Softkinetic-Optrima’s time-of-flight camera also can be used in other applications. One is to provide feedback in computer games developed by the Dutch company Silverfit (Alphen aan den Rijn, the Netherlands), which help elderly people move their limbs to restore the function of damaged muscles; gestures provide feedback. Other possibilities include military simulation systems and a golf-training system that uses a time-of-flight camera to monitor how players swing their shoulders.

Outlook

“Both coded light and time-of-flight are viable, and most likely will coexist,” says Vass. Gaming is “a good strong commercial market, but pretty small relative to other places where this could be used, such as the living room.”

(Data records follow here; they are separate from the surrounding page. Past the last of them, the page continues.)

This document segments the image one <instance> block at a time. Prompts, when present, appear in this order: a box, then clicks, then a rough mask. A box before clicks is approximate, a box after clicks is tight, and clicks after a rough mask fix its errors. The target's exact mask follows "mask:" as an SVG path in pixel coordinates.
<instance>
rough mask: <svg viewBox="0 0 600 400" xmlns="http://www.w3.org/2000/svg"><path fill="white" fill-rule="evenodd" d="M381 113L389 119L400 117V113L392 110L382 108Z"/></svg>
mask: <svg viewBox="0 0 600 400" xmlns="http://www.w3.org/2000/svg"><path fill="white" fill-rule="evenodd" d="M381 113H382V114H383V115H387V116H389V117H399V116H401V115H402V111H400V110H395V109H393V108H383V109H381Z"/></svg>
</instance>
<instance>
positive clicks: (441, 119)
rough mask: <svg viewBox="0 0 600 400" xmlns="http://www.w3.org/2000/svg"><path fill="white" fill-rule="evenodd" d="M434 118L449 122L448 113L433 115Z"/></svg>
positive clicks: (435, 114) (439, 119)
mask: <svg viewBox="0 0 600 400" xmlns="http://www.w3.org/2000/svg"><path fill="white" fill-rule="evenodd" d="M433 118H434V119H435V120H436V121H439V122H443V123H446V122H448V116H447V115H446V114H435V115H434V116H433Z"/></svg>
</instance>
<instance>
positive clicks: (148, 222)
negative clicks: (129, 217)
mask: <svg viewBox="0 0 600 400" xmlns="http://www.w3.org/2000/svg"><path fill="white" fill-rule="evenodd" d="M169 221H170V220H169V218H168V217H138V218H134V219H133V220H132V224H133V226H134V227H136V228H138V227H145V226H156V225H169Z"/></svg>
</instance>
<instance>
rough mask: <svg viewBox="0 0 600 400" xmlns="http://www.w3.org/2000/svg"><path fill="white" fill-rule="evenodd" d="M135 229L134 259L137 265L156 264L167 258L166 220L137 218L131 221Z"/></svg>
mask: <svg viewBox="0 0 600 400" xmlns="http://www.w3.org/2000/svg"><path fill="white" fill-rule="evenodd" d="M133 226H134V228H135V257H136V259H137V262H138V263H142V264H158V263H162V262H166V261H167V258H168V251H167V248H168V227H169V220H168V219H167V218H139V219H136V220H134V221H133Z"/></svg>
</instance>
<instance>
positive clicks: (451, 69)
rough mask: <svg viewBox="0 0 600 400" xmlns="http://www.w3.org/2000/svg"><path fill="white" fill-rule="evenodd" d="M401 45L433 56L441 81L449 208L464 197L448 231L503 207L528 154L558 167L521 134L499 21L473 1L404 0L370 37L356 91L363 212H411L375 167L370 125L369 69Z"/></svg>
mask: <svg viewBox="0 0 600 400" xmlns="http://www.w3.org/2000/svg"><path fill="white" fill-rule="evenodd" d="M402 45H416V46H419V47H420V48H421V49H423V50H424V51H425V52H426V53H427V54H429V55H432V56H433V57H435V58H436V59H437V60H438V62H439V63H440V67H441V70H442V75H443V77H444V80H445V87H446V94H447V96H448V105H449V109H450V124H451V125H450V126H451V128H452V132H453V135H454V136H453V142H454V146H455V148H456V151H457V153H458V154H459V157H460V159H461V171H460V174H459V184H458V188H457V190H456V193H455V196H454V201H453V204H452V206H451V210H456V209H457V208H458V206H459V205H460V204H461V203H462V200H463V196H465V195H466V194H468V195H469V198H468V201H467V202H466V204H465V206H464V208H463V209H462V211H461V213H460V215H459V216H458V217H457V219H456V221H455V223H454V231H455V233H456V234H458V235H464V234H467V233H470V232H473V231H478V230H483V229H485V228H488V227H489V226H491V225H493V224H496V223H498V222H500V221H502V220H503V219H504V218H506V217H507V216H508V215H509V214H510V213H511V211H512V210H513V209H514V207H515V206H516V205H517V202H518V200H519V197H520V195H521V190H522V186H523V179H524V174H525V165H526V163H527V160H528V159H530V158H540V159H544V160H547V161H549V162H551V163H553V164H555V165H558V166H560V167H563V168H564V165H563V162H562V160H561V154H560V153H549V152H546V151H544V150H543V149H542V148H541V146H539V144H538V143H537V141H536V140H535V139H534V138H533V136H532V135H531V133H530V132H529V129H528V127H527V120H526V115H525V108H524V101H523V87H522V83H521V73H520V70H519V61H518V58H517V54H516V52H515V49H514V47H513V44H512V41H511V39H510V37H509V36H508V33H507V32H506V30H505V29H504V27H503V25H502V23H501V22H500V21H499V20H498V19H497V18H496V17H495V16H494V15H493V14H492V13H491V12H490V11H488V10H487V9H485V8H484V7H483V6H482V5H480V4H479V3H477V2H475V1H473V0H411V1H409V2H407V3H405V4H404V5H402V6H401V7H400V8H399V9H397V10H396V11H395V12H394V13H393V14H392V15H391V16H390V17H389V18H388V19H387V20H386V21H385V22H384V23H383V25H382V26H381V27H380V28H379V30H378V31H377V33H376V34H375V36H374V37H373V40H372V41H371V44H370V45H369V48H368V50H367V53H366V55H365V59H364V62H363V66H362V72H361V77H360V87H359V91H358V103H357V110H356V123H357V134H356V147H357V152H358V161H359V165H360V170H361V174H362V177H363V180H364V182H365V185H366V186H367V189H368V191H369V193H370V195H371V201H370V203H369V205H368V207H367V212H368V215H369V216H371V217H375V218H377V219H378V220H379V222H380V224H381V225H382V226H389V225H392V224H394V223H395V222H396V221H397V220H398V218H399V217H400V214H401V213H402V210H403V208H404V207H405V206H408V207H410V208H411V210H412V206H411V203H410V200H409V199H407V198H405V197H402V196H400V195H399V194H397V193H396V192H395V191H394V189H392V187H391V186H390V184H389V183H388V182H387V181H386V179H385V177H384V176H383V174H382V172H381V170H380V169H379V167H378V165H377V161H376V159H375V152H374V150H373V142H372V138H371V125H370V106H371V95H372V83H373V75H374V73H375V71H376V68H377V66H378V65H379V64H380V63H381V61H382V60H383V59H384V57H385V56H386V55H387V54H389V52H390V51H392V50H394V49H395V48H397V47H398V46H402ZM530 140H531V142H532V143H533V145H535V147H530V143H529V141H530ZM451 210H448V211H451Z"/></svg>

Kinect made a huge splash as the first gesture-recognition system in the consumer market. Video game consoles are a good starting point—their powerful processing chips have the computing power needed to attack the tough computing problems of gesture recognition for the game. Microsoft also tailored dancing and movement games that play to Kinect’s strengths; promotional videos show preteens have a blast. However, gamers say that present response times of several seconds are much too slow for many popular first-person shooter games, which require split-second response times.

Television controls are a potentially huge market that seems a logical next step for gesture recognition. Few channel surfers demand split-second response, and viewers have grown accustomed to on-screen menus. A well-designed gesture response system could be fun and easy to use—as well as saving the nuisance of searching for mislaid remotes. It likely will start as an option on high-end sets, or an accessory for gadget hounds and people who lose remotes.

“The market is really launching now,” says Tomboff. Vass expects gesture controls to go much farther, eventually interfacing with handheld devices, laptops, and miniprojectors to control video conferences.